- Born: December 1969 (age 56) New Haven, Connecticut
- Education: Yale University
- Occupation: Businessman
- Title: CEO of Sotheby's
- Spouse: Caterina Heil Stewart
- Children: 3

= Charles F. Stewart =

American business executive (born 1969)

Charles F. Stewart (born December 1969) is an American business executive who is known for his role as the chief executive officer of Sotheby’s. Stewart was the former co-president and chief financial officer of Altice USA.

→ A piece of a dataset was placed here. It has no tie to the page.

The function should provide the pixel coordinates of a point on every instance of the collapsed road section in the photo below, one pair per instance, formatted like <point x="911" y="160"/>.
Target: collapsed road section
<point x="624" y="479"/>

==Early life and education==
Stewart attended Phillips Exeter Academy. He majored in history and received a bachelor's degree from Yale University. He went into investment banking after graduation upon seeing a former classmate working at an investment company with financial relationships in Brazil.

==Career==
In 1996, Stewart helped to open Morgan Stanley’s first Latin American office in Brazil. Stewart was involved with the international IPO of Unibanco and the privatization of Telebras during the 19 years he worked at Morgan Stanley.

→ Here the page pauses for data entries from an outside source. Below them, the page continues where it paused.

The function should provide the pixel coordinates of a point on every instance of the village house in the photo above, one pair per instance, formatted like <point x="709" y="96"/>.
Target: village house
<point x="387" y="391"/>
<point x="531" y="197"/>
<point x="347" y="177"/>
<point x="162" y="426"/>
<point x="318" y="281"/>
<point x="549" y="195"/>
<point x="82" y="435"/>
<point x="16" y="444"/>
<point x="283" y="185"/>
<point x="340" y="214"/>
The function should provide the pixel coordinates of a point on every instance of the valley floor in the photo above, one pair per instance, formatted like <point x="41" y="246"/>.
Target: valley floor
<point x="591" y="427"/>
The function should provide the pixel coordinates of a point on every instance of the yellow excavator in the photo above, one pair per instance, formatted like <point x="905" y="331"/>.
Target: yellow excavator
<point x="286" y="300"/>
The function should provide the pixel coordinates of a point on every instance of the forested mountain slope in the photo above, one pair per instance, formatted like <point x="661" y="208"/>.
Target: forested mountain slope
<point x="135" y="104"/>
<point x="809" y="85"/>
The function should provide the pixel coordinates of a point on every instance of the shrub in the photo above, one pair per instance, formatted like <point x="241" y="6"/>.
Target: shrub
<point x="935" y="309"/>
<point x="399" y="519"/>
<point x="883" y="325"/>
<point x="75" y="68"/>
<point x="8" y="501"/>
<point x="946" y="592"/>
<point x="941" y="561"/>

On June 24, 2013, Stewart was appointed chief executive officer of Itaú BBA International, the corporate investment bank of the Itaú Unibanco group.

In 2015, Stewart was named co-president and chief financial officer of Altice USA after Patrick Drahi closed a $9.1 billion deal to acquire 70% of St. Louis-based cable operator Suddenlink. Stewart oversaw Altice’s initial public offering, raising $1.9 billion for the company.

In 2019, Stewart became the chief executive officer for Sotheby’s, another Drahi owned company.

Stewart serves on the Prep for Prep's board of trustees and the Coalition for College's board of directors.

==Personal life==
Stewart is married and has three children, two daughters and a son. Stewart has a home in the Hamptons.